Ou seja, cada um de nós deve participar de um trabalho coletivo constituindo-se
numa unidade que se articula com outras unidades para resultar na síntese das
múltiplas determinações que caracteriza a totalidade (realidade concreta) da
educação na perspectiva histórico-crítica. Uma totalidade intencionalmente
construída constituindo, portanto, um sistema (resultado comum intencional de
práticas individuais intencionais) e não simplesmente uma estrutura (resultado
comum inintencional de práticas individuais intencionais).

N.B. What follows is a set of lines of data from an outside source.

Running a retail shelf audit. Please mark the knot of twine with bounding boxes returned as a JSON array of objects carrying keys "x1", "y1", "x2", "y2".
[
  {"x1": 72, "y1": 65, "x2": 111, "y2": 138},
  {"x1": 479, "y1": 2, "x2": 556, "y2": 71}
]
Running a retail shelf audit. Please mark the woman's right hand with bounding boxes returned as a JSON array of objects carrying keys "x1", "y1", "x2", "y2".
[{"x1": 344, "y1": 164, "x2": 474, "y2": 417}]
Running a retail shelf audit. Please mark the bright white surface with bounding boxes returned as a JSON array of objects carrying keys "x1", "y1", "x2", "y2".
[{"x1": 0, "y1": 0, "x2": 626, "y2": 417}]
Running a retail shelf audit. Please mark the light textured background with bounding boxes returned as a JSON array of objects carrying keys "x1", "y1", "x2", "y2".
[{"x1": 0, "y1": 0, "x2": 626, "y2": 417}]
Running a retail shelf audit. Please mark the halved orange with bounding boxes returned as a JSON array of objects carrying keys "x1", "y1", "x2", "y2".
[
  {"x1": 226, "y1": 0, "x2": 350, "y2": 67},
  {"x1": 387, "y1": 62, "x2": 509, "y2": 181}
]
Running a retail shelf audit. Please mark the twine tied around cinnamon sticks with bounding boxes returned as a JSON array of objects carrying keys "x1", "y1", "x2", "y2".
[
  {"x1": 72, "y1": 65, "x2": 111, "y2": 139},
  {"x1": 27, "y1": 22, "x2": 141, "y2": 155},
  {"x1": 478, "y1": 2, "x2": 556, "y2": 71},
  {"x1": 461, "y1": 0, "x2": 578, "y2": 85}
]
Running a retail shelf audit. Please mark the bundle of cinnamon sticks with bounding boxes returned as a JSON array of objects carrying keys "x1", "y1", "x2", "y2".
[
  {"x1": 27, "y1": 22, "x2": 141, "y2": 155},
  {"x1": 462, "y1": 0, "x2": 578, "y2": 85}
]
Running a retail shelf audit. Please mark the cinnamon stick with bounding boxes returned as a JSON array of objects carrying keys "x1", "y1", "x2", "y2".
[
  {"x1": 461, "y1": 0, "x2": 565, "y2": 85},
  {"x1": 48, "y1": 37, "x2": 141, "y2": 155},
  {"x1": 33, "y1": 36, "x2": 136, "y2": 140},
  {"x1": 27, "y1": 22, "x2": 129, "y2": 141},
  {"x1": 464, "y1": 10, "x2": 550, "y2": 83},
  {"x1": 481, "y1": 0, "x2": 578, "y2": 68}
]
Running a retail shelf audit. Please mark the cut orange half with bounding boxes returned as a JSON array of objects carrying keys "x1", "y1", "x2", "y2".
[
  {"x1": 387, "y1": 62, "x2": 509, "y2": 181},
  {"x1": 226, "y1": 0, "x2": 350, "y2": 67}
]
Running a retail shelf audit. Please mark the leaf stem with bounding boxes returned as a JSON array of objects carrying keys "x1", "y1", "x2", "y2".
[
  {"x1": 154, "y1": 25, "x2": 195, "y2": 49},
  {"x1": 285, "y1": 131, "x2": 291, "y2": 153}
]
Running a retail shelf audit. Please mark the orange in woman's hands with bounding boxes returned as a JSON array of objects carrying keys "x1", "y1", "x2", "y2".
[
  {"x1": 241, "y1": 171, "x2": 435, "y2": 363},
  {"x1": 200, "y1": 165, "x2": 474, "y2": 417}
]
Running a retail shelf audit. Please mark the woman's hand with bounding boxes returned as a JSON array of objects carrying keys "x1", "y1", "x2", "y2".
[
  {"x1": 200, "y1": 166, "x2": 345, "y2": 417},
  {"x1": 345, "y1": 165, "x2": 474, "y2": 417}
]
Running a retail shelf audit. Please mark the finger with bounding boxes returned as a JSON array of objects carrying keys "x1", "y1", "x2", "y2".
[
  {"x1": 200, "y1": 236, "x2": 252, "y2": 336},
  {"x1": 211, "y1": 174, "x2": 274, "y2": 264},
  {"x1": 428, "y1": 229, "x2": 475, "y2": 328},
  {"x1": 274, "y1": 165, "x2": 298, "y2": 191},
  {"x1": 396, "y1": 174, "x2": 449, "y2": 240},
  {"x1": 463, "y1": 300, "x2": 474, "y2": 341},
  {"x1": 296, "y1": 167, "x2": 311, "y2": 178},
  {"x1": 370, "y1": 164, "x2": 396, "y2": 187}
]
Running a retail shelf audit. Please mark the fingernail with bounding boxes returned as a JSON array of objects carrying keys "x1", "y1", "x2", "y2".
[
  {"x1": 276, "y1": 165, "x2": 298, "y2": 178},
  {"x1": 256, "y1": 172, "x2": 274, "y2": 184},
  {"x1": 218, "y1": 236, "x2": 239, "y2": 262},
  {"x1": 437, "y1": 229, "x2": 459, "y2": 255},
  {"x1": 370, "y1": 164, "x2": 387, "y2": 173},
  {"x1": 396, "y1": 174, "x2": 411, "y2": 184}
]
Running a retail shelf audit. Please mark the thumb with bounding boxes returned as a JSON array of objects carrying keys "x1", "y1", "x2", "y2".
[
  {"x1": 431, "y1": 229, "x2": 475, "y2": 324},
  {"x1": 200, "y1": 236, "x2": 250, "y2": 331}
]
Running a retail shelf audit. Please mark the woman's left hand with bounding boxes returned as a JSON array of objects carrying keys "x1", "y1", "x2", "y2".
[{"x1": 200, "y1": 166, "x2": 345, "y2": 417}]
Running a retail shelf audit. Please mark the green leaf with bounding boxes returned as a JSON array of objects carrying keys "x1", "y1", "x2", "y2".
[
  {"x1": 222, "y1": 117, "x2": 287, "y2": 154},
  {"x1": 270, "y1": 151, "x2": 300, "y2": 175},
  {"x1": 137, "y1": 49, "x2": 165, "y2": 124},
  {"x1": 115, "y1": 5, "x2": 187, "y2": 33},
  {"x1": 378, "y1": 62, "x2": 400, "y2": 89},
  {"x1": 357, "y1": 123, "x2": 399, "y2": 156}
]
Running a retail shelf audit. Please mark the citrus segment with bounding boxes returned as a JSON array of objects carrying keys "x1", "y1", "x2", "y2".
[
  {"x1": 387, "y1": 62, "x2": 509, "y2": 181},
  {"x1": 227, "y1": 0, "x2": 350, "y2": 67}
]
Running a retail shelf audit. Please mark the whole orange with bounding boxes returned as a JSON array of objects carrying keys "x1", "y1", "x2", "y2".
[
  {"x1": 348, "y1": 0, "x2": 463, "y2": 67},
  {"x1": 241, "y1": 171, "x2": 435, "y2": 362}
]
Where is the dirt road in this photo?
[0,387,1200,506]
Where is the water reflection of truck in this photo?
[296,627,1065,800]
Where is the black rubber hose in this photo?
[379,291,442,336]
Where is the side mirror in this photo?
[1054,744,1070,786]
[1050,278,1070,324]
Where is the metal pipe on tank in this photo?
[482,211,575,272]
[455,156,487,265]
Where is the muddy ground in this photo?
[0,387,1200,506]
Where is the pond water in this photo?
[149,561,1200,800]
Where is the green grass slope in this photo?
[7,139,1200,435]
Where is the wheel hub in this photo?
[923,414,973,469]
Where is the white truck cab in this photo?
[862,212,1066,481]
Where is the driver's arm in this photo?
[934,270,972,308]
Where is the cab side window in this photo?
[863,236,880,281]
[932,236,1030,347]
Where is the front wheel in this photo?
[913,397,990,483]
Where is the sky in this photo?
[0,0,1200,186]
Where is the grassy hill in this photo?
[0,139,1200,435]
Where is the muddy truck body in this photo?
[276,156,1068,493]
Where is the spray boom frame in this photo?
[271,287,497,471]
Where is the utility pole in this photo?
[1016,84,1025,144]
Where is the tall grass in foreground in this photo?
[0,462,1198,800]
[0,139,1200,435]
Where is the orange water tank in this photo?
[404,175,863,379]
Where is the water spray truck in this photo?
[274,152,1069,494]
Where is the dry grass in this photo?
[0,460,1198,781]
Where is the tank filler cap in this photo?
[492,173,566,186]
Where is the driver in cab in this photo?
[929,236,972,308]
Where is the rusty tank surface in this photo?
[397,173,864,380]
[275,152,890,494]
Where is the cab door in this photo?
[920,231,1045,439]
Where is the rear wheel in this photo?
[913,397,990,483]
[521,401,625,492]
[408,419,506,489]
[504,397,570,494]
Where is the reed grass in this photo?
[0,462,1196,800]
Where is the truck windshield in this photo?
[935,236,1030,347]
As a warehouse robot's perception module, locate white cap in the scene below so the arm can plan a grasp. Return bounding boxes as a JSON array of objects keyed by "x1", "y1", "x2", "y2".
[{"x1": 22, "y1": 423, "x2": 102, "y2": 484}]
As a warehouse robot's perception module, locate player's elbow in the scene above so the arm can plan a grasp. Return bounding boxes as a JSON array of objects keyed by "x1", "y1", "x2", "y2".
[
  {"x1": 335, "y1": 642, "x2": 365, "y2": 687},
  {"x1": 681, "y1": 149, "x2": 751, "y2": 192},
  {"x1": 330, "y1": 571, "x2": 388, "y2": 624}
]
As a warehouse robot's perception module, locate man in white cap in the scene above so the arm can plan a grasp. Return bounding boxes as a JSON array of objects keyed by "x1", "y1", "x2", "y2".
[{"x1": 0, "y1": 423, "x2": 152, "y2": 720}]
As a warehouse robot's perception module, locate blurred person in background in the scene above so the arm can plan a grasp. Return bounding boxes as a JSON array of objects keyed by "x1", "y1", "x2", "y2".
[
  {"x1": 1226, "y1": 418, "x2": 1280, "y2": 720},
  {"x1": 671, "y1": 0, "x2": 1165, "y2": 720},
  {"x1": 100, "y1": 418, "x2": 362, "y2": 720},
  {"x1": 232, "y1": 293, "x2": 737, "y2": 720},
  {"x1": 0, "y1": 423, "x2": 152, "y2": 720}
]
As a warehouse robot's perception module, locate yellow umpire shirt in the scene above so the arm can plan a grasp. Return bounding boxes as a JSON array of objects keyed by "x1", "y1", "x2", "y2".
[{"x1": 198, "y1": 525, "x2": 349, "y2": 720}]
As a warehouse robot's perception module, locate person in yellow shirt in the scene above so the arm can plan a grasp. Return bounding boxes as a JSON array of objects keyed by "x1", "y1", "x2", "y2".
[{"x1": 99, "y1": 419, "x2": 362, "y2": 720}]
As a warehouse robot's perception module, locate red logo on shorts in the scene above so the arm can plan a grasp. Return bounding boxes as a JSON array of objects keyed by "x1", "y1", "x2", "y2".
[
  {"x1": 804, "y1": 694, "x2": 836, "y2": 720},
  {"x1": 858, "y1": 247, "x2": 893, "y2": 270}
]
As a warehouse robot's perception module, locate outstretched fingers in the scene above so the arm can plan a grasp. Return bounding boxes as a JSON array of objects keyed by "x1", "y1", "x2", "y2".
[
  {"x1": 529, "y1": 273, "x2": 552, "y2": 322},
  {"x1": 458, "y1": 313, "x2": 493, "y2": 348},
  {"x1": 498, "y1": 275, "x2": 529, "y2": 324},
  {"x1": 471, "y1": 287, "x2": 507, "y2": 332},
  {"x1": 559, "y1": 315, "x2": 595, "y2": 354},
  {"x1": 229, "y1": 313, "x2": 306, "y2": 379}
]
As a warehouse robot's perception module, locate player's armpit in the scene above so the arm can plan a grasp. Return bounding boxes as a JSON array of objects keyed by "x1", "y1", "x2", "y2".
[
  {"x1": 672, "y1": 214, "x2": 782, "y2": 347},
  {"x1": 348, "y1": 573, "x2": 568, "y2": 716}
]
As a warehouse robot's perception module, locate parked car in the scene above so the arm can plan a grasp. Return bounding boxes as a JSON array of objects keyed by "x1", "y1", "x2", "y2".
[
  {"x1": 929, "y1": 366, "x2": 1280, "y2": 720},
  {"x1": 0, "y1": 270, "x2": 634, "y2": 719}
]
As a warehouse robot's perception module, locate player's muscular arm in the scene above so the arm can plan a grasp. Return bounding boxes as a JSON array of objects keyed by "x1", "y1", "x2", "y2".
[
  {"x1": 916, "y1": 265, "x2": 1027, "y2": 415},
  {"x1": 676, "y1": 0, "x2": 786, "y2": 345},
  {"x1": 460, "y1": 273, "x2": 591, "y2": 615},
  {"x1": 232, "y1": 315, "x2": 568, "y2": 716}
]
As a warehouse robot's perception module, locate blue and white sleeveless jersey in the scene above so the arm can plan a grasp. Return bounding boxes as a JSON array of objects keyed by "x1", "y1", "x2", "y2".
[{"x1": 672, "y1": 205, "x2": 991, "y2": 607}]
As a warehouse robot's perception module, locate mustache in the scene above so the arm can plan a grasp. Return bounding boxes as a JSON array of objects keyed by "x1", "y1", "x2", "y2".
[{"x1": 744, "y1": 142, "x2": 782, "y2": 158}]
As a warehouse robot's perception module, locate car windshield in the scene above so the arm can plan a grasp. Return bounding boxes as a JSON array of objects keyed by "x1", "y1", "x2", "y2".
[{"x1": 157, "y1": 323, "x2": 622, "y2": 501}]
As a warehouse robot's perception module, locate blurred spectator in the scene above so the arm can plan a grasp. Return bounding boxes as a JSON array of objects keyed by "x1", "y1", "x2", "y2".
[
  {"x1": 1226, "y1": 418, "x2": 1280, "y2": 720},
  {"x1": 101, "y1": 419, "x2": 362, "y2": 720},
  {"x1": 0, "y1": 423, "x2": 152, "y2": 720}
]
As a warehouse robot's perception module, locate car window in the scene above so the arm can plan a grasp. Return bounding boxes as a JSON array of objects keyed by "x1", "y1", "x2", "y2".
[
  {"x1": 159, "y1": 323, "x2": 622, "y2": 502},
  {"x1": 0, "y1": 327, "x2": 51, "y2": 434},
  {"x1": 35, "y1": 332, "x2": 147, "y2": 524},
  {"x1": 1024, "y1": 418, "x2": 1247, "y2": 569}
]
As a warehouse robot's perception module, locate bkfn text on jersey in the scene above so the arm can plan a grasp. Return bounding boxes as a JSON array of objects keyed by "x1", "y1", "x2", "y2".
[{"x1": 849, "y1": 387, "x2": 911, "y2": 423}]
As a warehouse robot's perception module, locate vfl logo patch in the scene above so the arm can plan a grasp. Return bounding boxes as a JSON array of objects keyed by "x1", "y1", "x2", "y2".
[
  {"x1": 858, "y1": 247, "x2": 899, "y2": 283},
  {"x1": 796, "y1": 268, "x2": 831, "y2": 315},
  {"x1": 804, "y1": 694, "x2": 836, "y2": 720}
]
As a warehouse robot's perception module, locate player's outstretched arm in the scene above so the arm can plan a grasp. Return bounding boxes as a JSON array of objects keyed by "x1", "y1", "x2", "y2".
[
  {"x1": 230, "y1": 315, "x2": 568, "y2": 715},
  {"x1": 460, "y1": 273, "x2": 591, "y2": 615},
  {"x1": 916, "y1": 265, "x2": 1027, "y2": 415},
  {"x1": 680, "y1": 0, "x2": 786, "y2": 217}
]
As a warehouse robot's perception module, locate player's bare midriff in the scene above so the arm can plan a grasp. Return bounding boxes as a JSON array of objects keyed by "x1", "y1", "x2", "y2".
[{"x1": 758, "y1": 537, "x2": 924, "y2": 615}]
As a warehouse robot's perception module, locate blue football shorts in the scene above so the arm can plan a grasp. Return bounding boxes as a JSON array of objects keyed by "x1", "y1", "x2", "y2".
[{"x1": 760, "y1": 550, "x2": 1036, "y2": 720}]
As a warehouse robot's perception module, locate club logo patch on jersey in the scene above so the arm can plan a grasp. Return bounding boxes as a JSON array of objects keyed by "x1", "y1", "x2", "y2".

Mas em que consiste a ação coletiva na perspectiva histórico-crítica? É claro


que não se trata de uma ação em que cada um dos membros do coletivo realiza
tarefas específicas com pleno domínio das mesmas, ignorando o que é realizado
pelos demais membros do coletivo como ocorreu na organização fabril na
emergência da Grande Indústria numa sistemática aperfeiçoada pela administração
científica proposta por Taylor e continuada por seus seguidores transferindo-se, daí,
para a administração escolar. Mas é óbvio, também, que não se trata de uma ação
em que todos fazem tudo sem distribuição de tarefas diferenciadas, embora esta
seja uma visão de certo modo disseminada, ainda que tacitamente, entre os
educadores progressistas, inclusive entre aqueles que se posicionam no campo
crítico do marxismo. Impõe-se, portanto, certa divisão de tarefas, do contrário
perderia sentido a própria exigência do trabalho coletivo. O que se exige é que cada
um tenha plena clareza dos fins a atingir e também de que para isso, não apenas
sua tarefa é necessária, mas as de todos os demais integrantes do coletivo. Além
disso, cada um deverá ter clareza, também, do significado e importância dos
conteúdos desenvolvidos pelos demais integrantes para se atingir a finalidade que
move o conjunto das ações, não sendo necessário, obviamente, que cada um tenha
pleno domínio das particularidades envolvidas nas tarefas realizadas pelos demais
membros do coletivo.

29
9) Estamos vivendo uma conjuntura complexa - nas dimensões econômicas,
sociais, políticas, ideológicas e também educacional - com grande impacto
sobre a organização do ensino, com destaque para a BNCC, a militarização de
escolas, o corte dos recursos para a educação e C&T, intervenções nas
universidades etc. Como o senhor avalia a política educacional no Brasil no
período recente, especialmente desde o governo Temer?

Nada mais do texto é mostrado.